It’s officially happening: the Long Beach Amphitheater—think Greek Theatre in scale, Hollywood Bowl in aesthetic—is moving forward after securing its final approval from the Planning Commission. And with it, it will bring Mötley Crüe as its inaugural act. The famed 80s rock band will bring back their “Carnival of Sins” tour of 2005, which had a documentary attached and is largely considered the band’s greatest hits tour.
“Bringing back the spirit of Carnival of Sins has been a blast, and we wanted to take it even further for its 20th anniversary,” Motley Crue said in a statement, noting the tour will begin in Pennsylvania and end in Washington. “This new show is for the Crueheads who’ve been with us through it all and for the new Crueheads who didn’t get to experience Carnival of Sins last time around. Get ready — we’re coming your way and we can’t wait to see you next summer.”
Sitting beside the Queen Mary with the Downtown skyline as its backdrop, the venue promises a distinctly Long Beach sense of place while drawing a broader pool of touring artists. With approvals now locked, construction is slated to finish in 2026, with concerts beginning shortly after—a modest delay from the mayor’s once-ambitious projection of opening this fall.

What is the Long Beach Amphitheater?
“This facility will become a centerpiece for live performances with 10,000 to 12,000 seats,” Mayor Rex Richardson said during his State of the City address earlier this year. “It will offer unforgettable experiences for residents and visitors. And it will support our local small restaurants. Our shops. Our businesses. All these entities will benefit from increased foot traffic before and after major concerts.”
That optimism now has financial backing: the City Council approved a $16.5M package for construction and operations this week. The plan includes $1.5M for ASM Global—acquired by Legends in 2023 and now one of the world’s largest venue operators—who will run the amphitheater for $300,000 annually during the first five years of a renewable contract. ASM already oversees the Convention Center and Arena, and the Long Beach Amphitheater will join more than 400 venues in its national portfolio.

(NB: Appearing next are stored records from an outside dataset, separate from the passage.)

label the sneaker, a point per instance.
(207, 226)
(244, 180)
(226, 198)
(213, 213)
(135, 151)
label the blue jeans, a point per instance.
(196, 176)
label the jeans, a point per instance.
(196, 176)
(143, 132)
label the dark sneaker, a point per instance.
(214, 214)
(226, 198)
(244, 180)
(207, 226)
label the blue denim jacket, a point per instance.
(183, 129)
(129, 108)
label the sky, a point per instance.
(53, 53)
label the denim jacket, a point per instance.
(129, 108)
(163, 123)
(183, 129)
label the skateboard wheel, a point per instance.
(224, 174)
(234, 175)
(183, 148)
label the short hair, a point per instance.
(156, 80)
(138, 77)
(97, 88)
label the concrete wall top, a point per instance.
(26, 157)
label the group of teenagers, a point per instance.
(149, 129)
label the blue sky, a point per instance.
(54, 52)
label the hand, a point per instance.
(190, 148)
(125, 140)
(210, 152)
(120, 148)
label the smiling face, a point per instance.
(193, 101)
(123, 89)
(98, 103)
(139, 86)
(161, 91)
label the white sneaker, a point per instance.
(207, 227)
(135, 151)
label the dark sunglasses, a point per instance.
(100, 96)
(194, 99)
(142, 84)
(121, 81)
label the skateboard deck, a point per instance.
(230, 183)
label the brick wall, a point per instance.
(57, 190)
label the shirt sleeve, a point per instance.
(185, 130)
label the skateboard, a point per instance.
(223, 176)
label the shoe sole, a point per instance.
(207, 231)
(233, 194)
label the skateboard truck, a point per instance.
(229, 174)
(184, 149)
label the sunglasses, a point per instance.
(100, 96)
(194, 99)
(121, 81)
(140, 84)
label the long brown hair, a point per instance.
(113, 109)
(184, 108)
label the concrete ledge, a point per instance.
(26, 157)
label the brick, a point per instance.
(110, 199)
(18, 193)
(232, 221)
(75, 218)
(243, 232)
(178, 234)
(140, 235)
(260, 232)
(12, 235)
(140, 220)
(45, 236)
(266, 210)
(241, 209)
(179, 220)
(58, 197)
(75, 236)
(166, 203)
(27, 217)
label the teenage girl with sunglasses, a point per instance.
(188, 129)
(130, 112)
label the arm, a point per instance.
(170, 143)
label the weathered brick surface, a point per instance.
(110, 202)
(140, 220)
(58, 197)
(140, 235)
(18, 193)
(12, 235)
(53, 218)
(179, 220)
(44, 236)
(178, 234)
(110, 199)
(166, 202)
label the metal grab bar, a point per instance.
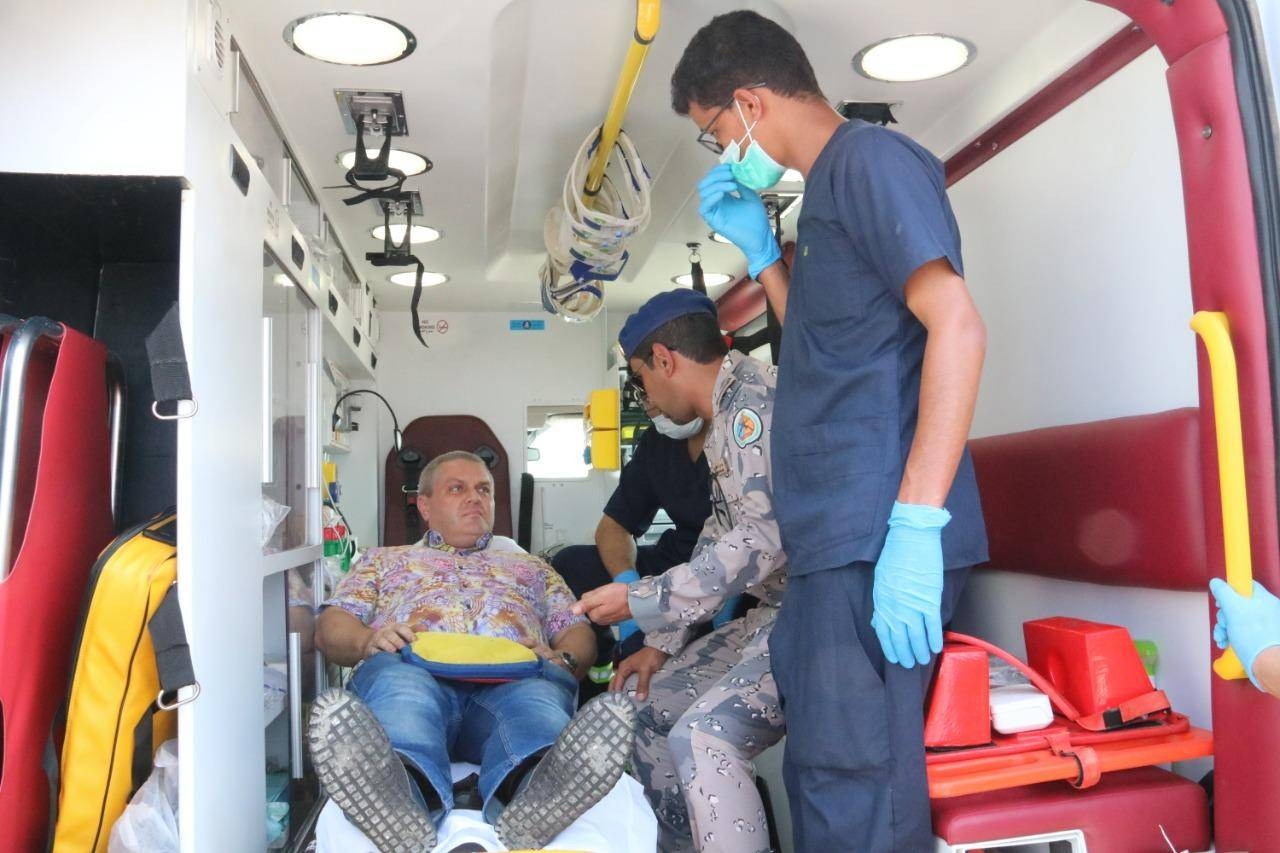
(12, 381)
(648, 18)
(1215, 332)
(117, 397)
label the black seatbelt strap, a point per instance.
(412, 469)
(170, 379)
(173, 655)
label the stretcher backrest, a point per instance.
(1112, 501)
(40, 601)
(435, 434)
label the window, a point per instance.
(556, 442)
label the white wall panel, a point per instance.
(1075, 251)
(479, 366)
(94, 87)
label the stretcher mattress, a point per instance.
(621, 822)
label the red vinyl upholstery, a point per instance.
(1112, 502)
(1123, 813)
(437, 434)
(744, 300)
(41, 600)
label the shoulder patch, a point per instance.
(748, 427)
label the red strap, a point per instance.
(1041, 683)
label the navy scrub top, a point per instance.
(661, 475)
(849, 377)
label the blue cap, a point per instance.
(658, 311)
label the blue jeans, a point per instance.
(432, 721)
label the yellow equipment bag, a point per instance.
(132, 660)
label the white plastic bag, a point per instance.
(273, 514)
(150, 821)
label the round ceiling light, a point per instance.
(406, 162)
(712, 279)
(420, 233)
(408, 277)
(904, 59)
(350, 39)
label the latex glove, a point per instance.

Operating profits will return to the City, along with revenue shares from concessions, catering, suites, sponsorships, and potential naming rights.
Early projections estimate $8M in revenue (and nearly $1M in gross profit) during year one, climbing to $12.2M in revenue and $2.9M in gross profit by year five.



A real need for live music—and a real moment for Long Beach
The proposal arrives at a time when Southern California’s outdoor concert landscape is shifting. Irvine famously torpedoed Live Nation’s proposed amphitheater in 2023 after hours of public pushback over noise concerns. San Pedro’s enormous West Harbor project floated its own Hollywood Bowl-style venue, but progress on even its core development has lagged. And closer to home, after Goldenvoice left the Queen Mary grounds post-pandemic—following a run of standout festivals—the region has been searching for its next major outdoor music anchor despite Insomniac taking over electronic events on the site.
Long Beach has learned the hard way that major music venues don’t simply materialize. Look at The Vault: the Pine Avenue space once drew the B-52s, Flogging Molly, Ghostface Killah, and more. Promised as a revived music hub, it was instead sold to a church. That loss has lingered.